Все внимательно посмотрели на генерала.
— Не помню, кто это сказал: «Когда человек стыдится содеянного, то он всегда прячется за словами об исполнении долга», — с язвительным сарказмом изрек сенатор Ботин, взглянув генералу прямо в глаза.
Байонета не спасовал:
— Когда солдат стыдится и боится исполнять свой долг, ему лучше поискать другую профессию, например, заняться политикой.
— Почему же?
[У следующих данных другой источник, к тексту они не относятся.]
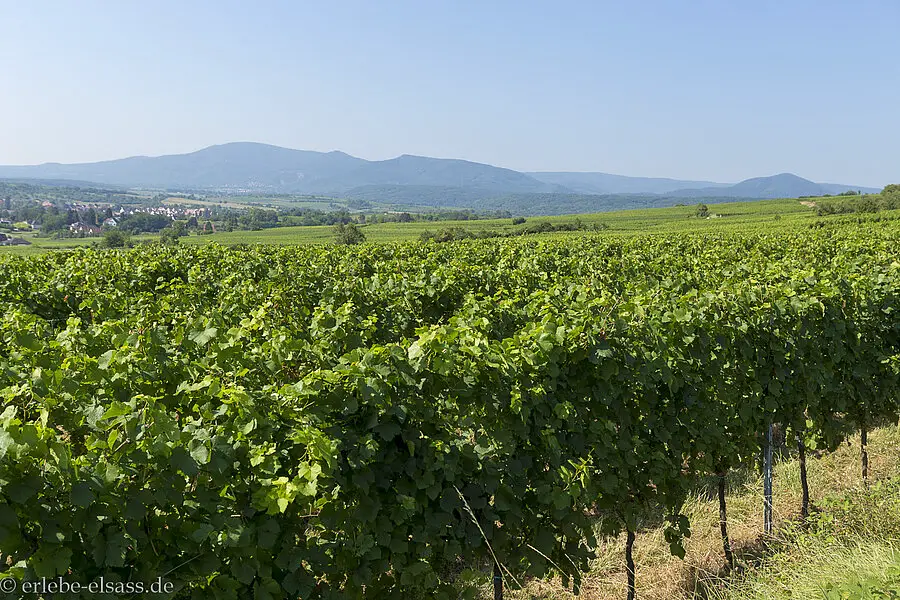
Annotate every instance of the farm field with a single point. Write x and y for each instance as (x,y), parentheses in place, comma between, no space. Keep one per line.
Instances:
(412,414)
(765,215)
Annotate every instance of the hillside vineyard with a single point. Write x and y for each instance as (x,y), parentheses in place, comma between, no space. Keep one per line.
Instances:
(358,422)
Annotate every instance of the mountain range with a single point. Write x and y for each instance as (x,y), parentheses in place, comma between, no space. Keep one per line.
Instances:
(251,167)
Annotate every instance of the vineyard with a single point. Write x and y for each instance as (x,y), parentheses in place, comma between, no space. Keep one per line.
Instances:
(367,422)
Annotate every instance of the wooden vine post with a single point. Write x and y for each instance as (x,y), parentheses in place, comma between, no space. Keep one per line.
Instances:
(767,483)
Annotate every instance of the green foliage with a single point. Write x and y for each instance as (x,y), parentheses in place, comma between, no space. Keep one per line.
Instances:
(331,423)
(114,238)
(348,234)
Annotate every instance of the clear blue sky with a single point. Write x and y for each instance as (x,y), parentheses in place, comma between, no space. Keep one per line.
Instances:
(707,89)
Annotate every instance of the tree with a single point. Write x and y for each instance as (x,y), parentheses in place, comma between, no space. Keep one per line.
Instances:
(114,238)
(348,234)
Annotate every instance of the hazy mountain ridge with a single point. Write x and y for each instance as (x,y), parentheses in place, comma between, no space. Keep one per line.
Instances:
(264,168)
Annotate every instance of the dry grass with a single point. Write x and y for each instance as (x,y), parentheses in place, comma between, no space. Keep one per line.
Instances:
(661,576)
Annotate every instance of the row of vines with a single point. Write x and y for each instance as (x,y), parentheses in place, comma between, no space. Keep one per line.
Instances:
(363,423)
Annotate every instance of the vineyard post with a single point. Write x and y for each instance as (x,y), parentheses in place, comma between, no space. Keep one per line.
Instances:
(629,563)
(804,484)
(723,521)
(767,483)
(863,442)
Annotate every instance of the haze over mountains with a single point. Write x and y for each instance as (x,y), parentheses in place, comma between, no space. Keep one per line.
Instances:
(261,168)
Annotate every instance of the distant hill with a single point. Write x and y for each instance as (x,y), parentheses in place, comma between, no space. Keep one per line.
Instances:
(260,167)
(408,180)
(605,183)
(784,185)
(410,170)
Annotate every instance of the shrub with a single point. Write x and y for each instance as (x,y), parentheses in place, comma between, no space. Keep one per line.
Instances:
(348,234)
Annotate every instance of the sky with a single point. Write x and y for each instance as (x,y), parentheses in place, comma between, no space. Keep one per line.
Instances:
(701,89)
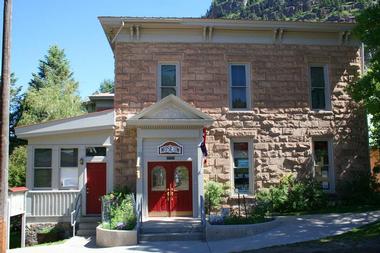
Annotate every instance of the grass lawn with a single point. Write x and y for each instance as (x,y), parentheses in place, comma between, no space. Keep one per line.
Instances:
(364,239)
(337,209)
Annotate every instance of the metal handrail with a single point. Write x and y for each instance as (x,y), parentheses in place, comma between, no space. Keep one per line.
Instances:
(75,213)
(203,216)
(139,219)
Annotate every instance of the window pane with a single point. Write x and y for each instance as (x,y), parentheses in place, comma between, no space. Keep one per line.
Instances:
(317,75)
(181,179)
(318,98)
(168,75)
(96,151)
(158,179)
(69,157)
(69,177)
(239,98)
(42,178)
(238,76)
(167,91)
(321,157)
(42,157)
(241,167)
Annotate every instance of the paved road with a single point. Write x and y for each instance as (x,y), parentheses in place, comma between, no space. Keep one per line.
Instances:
(293,229)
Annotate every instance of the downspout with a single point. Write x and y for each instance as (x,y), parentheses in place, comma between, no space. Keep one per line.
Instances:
(117,33)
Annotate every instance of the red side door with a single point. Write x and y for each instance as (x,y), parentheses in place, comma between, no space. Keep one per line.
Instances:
(170,189)
(96,186)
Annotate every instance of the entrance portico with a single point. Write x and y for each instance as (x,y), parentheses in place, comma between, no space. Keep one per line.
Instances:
(169,160)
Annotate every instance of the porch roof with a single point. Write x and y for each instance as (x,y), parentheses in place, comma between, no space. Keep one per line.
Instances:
(102,120)
(171,111)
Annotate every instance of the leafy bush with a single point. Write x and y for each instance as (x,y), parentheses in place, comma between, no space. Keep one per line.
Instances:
(17,167)
(118,211)
(214,192)
(291,195)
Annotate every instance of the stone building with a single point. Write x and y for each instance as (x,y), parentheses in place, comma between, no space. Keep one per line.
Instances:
(267,99)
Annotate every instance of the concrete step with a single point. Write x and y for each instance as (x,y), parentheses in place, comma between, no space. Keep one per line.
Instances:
(86,232)
(170,237)
(90,219)
(88,225)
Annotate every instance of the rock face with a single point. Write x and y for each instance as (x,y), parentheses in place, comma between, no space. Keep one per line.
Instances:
(280,124)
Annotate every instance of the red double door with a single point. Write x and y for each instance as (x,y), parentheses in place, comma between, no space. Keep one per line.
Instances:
(170,189)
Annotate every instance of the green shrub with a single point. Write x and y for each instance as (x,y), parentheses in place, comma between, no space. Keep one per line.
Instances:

Неужто политикам неведомо чувство долга перед родиной?
— Я только хотел сказать, сенатор, — не сдавался генерал, — что с политиками дело обстоит гораздо проще, поскольку политик в основном выражает настроение своих избирателей. И если ему удается в чем-то их ублажить, то он уже считает себя вправе думать, что порядок восторжествовал во всем мире, что везде и всюду дела обстоят так же хорошо, как в его собственном избирательном округе. Солдату же ничего не остается, как выполнять свой долг, нравится это ему или нет… Политик идет на поводу у так называемого общественного мнения, солдат же — никогда!
— Вы хотите сказать, генерал, что армия не верит в демократию? — пытался его усмирить сенатор Ботин.
— Ну, это совсем не то, что я хотел сказать. Вы слишком уж далеко хватили, сенатор. Мой тезис: армия — это не политика.
— Мне тем не менее кажется, что существует расхождение между вашими действиями и политикой, прокламируемой правительством, — стоял на своем Ботин. — При республиканском строе правления все органы власти, включая армию, должны придерживаться демократической системы. А ваше кредо «тот, кто должен быть уничтожен, будет уничтожен», по-моему, несовместимо с такой системой, разве не так? Вы предлагаете более радикальное средство от голода и болезней, чем всеобщий мор. Не знаю, известны ли вам жалобы жителей на злоупотребления ваших солдат. Каждый раз, как начинается очередная кампания по усмирению граждан и наведению порядка в какой-либо провинции, больше всего и чаще всего страдает ни в чем не повинное мирное население, а не так называемые «подрывные элементы». Вы, желая погасить огонь, заливаете его бензином.